1. DESCRIPTION OF EXISTING INDEBTEDNESS. Among other indebtedness which may be owing by Borrowers to Bank, Borrowers are indebted to Bank pursuant to a Loan and Security Agreement, dated as of October 12, 2017, as amended by that certain Loan and Security Modification Agreement, dated as of November 20, 2017, that certain Second Loan and Security Modification Agreement, dated as of April 20, 2018, that certain Waiver to Loan and Security Agreement, dated as of September 18, 2018, that certain Third Loan and Security Modification Agreement, dated as of December 3, 2018, that certain Fourth Loan and Security Modification Agreement, dated as of December 7, 2018, that certain Fifth Loan and Security Modification Agreement, dated as of October 7, 2019, and that certain Sixth Loan and Security Agreement, dated as of February 25, 2020 (as further amended, restated, supplemented or otherwise modified from time to time, collectively, the “Loan Agreement”). Capitalized terms used without definition herein shall have the meanings assigned to them in the Loan Agreement.
| (a) | Borrowers acknowledge that an Event of Default has occurred pursuant to the Loan Agreement as a result of Borrowers’ failure to deliver the audited financial statements for fiscal years ending March 31, 2018 and March 31, 2019 by March 16, 2020 pursuant to Section 6.3(c) of the Loan Agreement (the “Existing Event of Default”). Subject to the terms and conditions of this Loan Modification and Borrowers’ representations and warranties set forth herein, Bank hereby waives the Existing Event of Default. The foregoing waiver is limited to the specific events and circumstances described herein. Bank does not waive any other Event of Default or failure by Borrowers to comply with the terms of the Loan Agreement, and reserves all rights to demand strict performance with the terms of the Loan Agreement in all respects. This waiver is not a continuing waiver and shall not establish a course of dealing between the parties. |
| 3. | DESCRIPTION OF CHANGE IN TERMS. |
| (a) | Section 1.1 of the Loan Agreement is hereby amended by amending and restating, or adding in appropriate alphabetical order, the following defined term as follows: |
“Advance Rate” means, as of any date of determination, (i) 80%, if Borrowers have negative EBDA for the month immediately preceding such date, or (ii) 90%, if Borrowers achieve EBDA of not less than $1.00 for the month immediately preceding such date.

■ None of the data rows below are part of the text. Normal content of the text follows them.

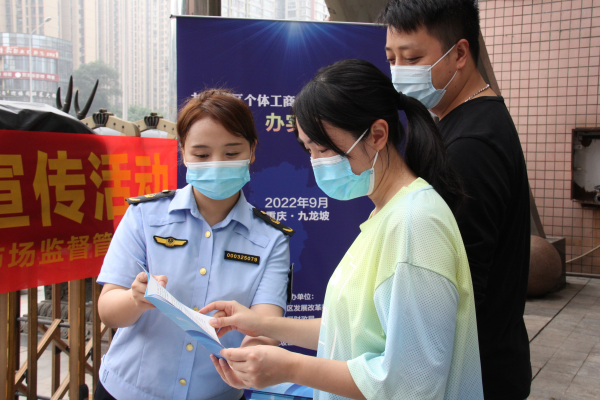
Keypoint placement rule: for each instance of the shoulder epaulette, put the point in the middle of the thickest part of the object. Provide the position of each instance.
(150, 197)
(273, 222)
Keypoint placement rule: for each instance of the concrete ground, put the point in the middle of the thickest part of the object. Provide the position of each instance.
(564, 334)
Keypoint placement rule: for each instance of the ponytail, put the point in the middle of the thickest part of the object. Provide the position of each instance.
(351, 95)
(426, 154)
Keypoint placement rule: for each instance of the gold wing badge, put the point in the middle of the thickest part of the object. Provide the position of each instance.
(170, 241)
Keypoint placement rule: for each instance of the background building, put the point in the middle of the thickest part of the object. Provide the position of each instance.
(52, 65)
(546, 57)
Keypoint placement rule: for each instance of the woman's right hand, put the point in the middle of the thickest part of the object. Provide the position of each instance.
(138, 290)
(231, 316)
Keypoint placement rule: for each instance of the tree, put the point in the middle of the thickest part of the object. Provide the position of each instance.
(107, 96)
(135, 113)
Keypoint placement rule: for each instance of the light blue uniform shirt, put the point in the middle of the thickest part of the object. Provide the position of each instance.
(150, 359)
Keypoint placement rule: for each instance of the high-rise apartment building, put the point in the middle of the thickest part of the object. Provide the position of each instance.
(147, 49)
(51, 54)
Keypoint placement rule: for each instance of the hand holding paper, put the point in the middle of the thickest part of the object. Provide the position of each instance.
(193, 323)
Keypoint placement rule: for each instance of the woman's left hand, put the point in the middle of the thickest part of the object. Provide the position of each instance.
(255, 366)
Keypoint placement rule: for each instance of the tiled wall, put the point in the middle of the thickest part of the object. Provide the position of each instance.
(546, 57)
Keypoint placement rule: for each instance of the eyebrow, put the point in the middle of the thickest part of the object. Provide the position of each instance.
(403, 47)
(202, 146)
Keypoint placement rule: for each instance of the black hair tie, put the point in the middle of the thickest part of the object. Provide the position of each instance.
(402, 101)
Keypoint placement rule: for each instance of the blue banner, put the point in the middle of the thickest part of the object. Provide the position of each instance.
(266, 63)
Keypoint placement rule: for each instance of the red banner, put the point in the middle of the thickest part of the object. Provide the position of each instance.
(25, 75)
(62, 196)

“EBDA” means, with respect to any period of determination, (a) Net Income; plus (without duplication) (b) (i) depreciation and amortization, plus (ii) non-cash charges and charges deemed by Bank to be extraordinary, plus (iii) non-cash stock compensation, minus (c) (i) capitalized expenditure, minus (ii) capitalized labor costs, in each case, as determined in accordance with GAAP.

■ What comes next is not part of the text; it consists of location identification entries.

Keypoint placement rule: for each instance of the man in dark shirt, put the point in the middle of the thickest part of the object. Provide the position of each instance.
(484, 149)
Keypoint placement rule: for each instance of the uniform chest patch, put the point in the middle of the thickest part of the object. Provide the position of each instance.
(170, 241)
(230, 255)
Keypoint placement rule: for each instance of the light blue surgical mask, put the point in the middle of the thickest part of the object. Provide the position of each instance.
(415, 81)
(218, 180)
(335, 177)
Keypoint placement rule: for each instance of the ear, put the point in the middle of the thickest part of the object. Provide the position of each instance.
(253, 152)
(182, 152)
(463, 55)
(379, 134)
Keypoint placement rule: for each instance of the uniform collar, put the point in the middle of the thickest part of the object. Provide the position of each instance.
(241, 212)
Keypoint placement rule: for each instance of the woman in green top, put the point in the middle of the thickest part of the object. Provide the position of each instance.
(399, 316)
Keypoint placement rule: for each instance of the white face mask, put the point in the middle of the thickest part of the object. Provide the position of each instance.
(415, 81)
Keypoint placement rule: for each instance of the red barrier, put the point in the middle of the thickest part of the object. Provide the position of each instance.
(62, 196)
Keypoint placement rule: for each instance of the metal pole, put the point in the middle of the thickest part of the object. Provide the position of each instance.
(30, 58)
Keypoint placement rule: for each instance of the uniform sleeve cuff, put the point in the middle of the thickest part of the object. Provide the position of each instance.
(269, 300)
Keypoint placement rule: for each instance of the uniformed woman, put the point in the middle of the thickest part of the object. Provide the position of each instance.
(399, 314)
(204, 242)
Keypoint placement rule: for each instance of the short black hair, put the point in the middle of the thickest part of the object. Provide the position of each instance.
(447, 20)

“Extension Milestone” means that Borrowers shall have delivered to Bank a duly executed bona fide term sheet with respect to an equity investment involving the issuance of preferred stock (not including proceeds from the conversion or cancellation of Indebtedness) which would result in net cash proceeds in an amount not less than $15,000,000, all on terms and from investors satisfactory to Bank.

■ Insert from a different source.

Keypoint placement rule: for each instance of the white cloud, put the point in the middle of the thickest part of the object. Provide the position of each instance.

“Fee in Lieu of Warrant” is, with respect to the Term Loan, an additional fee in an amount equal to $162,000.
“Net Income” means income after taxes and all other appropriate deductions from revenue according to GAAP.
“Revolving Maturity Date” means August 12, 2021, provided that if the Extension Milestone is met, the Revolving Maturity Date shall be automatically extended to October 12, 2021.